17 Ağustos 2018 Cuma

efendim*

her ne kadar çocukluğum duvarında -daha doğrusu giriş kapısını verandaya dönüştüren ikinci kat balkonunun sağındaki ilk pencere ile balkon arasında-, "türkü anlamak için türkü dinlemek gerek" yazan, bahçe ortasındaki üç katlı bir evin gölgesinde geçse de ömrümün hiçbir döneminde türkü peşinde koşmadım.

"kestane çıkmış da tabağını beğenmemiş tayfası"ndan olduğum için değil bu. -öyle bir tip olmaktan allaha sığınırım. ya da sığınılması gereken yer ya da kurum ne ise oraya.- belki "yabancı olana hayranlığın gemini azıya aldığı dönem"den ne yapsa kurtulamayan bir ülkede büyümek bu durumda etkili oldu ama bence asıl sebep doku uyuşmazlığı.

kaldı ki, bir kaç örnek dışında türk sanat müziği de sevmem. "bir türlü seni seviyorum diyemeyen" şarkılar gibi gelir bana. daha başlamadan üzerime çöken kasvet yüzünden, varsa da kıymetini fark edemem bile şarkının.

uzun lafın kısası, eğer bir türkü sevmişsem tesadüfen oldu. söz gelimi, gelin(1973) olmasaydı yârim senden ayrılalı, grup abdal olmasaydı bir ay doğar ilk akşamdan geceden, orhan'ın orası olmasaydı şikayet olmasın da bugün dönüp dönüp dinlediklerim arasında olmazdı.

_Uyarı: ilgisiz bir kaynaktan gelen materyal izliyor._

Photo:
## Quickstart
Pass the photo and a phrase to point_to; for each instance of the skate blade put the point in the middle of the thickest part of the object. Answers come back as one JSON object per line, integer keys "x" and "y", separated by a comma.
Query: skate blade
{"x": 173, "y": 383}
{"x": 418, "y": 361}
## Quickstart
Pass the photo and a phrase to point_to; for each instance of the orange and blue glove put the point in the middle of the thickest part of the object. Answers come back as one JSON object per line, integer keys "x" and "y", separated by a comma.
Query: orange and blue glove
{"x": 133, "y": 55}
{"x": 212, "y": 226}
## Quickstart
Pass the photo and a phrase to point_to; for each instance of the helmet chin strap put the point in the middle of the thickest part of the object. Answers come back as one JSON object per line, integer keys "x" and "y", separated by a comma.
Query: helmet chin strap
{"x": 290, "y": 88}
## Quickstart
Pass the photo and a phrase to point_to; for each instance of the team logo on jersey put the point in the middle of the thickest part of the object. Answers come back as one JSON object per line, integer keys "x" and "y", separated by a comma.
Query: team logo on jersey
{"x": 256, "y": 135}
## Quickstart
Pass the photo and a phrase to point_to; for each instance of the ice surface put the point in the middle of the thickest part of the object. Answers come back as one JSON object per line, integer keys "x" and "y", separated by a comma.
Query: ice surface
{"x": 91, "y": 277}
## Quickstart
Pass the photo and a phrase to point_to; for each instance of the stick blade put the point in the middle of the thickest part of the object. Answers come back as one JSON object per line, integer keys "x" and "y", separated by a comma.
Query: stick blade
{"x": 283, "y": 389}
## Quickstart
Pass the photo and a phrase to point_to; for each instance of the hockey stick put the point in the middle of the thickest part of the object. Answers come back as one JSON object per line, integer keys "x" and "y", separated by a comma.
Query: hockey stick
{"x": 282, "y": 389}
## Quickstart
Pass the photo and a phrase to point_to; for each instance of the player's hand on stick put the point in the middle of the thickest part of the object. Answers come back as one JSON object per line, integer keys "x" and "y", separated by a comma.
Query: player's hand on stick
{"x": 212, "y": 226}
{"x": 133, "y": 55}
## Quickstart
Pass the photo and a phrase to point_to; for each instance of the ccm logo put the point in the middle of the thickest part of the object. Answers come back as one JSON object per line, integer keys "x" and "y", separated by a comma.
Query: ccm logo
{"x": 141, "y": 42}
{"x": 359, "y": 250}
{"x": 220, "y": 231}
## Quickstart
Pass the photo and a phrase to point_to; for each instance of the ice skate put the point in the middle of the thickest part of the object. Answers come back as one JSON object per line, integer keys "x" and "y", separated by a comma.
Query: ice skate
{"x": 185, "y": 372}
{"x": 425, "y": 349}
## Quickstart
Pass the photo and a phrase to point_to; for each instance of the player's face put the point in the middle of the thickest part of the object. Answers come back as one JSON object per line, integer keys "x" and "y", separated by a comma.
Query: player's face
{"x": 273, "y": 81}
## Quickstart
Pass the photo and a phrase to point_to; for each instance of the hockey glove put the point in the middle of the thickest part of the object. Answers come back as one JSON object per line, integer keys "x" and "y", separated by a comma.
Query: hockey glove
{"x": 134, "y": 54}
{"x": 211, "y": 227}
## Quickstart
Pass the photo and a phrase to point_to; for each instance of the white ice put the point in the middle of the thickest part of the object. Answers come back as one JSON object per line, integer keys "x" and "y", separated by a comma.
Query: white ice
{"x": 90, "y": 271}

"türkü dinlemem ben. neşet ertaş dinlerim." diyen birine "ya neşet ertaş?" diye sormazsınız herhalde.

yaz başında ercan kesal twitter hesabında bir link paylaşmıştı. meğer sevin okyay'la bayram bahane olmuş, bir radyo sohbeti yapmışlar. iki güzel insanın sohbetleşmesini kaçıramazdım. vakit olarak da müsaittim. tıkladım linke, o tarafa yürüdüm.

su gibi akan bir muhabbet. ercan kesal'ın "abla" hitabı. arada müzik giriyor, biraz dinleniyorlar. kaçıncı müzik idi hatırlamıyorum ama kelimenin tam anlamıyla donup kaldım. görürsem daha iyi anlarmışım gibi telefona başımı çevirdim sadece.

muhteşem bir bağlama ile başladı her şey. bilmediğim bir adam, çok yaķışan sesiyle bilmediğim bir türkü söylüyordu. sözleri de, "her beni gördükçe kaşların yıkma/ ne suçum var ise bildir, efendim" diye başlıyordu.

sonrası malûm. yaklaşık iki aydır en çok dinlediğim eser. üstelik, ben "efendim"in etkisinden kendimi kurtaramadan, bir röportajda alev alatlı'nın kendisine sorulan bir sorunun cevabına, "hüsrandır, yavrum!" diye başladığını okuyacaktım.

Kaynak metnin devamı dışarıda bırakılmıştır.